In deze economie wil men maatwerk hebben, maar! wel binnen aan afzienbare tijd. Dit is bijna niet haalbaar wil je hiermee verschillende security aspecten getest te hebben (hier gaat verhoudingsgewijs een hoop tijd in zitten).
Buiten dit om dient een programmeur bekend te zijn met “Secure Software Development”. Wat vanuit een bedrijf als cursus aangeboden dient te worden alvorens de programmeur volledig in dienst treed.
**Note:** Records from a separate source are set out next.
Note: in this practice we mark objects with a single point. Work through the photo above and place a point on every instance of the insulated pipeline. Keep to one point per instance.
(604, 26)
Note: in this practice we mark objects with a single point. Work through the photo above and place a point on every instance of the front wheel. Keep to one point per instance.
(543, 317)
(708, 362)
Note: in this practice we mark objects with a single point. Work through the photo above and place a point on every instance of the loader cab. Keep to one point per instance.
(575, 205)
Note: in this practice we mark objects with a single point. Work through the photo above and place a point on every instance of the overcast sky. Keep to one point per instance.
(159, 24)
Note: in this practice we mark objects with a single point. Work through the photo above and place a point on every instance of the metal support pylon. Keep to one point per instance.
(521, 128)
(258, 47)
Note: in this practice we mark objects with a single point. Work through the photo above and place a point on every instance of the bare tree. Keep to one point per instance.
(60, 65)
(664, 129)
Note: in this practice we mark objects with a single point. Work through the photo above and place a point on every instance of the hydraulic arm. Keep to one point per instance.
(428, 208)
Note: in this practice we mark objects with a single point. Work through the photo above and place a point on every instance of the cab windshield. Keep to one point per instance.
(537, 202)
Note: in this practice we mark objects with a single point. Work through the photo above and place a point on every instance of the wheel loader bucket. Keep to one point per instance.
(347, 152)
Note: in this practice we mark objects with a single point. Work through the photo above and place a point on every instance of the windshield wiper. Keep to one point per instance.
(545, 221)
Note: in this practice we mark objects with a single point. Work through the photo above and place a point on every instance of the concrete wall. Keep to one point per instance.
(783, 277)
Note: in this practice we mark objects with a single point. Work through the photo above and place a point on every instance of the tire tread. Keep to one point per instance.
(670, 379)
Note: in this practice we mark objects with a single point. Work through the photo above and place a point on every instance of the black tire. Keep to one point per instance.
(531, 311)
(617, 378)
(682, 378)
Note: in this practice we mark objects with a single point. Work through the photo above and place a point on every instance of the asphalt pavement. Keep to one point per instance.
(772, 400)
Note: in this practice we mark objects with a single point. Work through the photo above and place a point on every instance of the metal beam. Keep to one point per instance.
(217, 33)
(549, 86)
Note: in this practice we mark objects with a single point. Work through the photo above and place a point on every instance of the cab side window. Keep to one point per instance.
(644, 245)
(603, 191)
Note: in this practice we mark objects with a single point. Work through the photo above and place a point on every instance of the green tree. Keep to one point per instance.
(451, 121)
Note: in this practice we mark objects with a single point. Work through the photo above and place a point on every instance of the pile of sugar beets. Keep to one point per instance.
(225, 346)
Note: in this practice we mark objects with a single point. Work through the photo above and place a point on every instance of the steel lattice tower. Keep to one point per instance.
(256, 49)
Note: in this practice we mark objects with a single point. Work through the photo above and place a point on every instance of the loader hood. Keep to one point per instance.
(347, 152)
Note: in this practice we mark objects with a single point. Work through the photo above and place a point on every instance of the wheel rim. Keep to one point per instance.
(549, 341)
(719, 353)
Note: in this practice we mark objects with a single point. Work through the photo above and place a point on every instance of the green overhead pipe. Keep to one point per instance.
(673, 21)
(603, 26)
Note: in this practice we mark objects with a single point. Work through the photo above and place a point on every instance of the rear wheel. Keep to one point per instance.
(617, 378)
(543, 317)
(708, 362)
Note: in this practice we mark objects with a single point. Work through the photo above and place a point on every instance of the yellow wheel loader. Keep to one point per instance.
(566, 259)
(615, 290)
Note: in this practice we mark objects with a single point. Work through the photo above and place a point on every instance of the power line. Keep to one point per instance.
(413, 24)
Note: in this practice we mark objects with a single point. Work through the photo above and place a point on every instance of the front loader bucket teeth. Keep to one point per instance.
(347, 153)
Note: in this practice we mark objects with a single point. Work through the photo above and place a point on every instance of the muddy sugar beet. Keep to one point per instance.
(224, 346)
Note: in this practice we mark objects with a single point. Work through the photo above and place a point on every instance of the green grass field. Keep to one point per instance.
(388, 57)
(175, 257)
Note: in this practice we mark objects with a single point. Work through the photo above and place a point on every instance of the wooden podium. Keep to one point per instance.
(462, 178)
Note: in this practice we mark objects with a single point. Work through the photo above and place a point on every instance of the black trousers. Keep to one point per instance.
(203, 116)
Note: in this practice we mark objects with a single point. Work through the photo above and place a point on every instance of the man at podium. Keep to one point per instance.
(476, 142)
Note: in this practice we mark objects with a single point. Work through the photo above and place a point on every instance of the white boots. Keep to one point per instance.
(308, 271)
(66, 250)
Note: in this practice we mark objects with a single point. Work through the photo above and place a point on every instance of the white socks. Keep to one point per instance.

Helaas neemt veiligheid vaak een hoop af aan de usability wat resulteert in een hogere instap niveau/moeite voor de dagelijkse gebruikers. Men wil gemakkelijke oplossingen voor moeilijke omgevingen, wat resulteert in het nalaten van “key-“aspecten als security.
In mijn tijd als security professional ben ik veel (simpele) “fouten” tegengekomen zowel in configuratie als programmatuur van zeer grote software fabrikanten, wat niet per definitie “dom” is. Er is of te snel gewerkt, of er is niet voldoende kennis van de gevolgen.
Kortom, bedreigingen blijven bestaan, dit we kunnen verminderen door middel van juiste opleidingen, skilled medewerkers en active monitoring.
Of cybercrime het grootste gevaar is voor bedrijven, denk ik niet. Misschien in de toekomst maar nu nog zeker niet. Maar of het het “grootste” is, is is ook niet relevant. Dat is meer een woordspelletje. Ook als het niet het grootste gevaar is, blijft het een riscico dat geadresseerd moet worden. En als de afhankelijkheid van data toeneemt wordt dit alleen maar belangrijker.
@Henri: Ik kan jouw 2de post voor geen meter volgen. Je kan ook het goede bouwen vol fouten. De domme massa wil seks en niet iets dat technisch heel goed is. Wat probeer je nu te ontkrachten? Ik zie alleen rook of ruis, hoe je het noemen wil..
Technicus, fair enough. Overigens 1 van de zinnen was niet afgemaakt, dat als we echt intrinsiek veilige software zouden willen bouwen dan waren Linux, Windows, etc er niet geweest.
Dick schrijft dat intrinsiek veilige software maken kan, en dat software van NASA veel minder fouten bevat en dat we te veel vertrouwen op techniek en onderbouwd dat met ogenschijnlijk sterke statistiek.
– Door een paar instances van code te onderzoeken kun je geen algemene steekhoudende uitspraken doen over *alle* software
– Je kunt niet beginnen met intrinsiek veilige software. De software moet namelijk eerst door gebruikers gevalideerd worden voordat het de kans krijgt groter te worden.
– Dat je code foutloos is, betekent niet dat de software goed is. Dus verkeerde validatie over wat goed is.
Dit probeerde ik in ieder geval over te brengen, wat denk jij?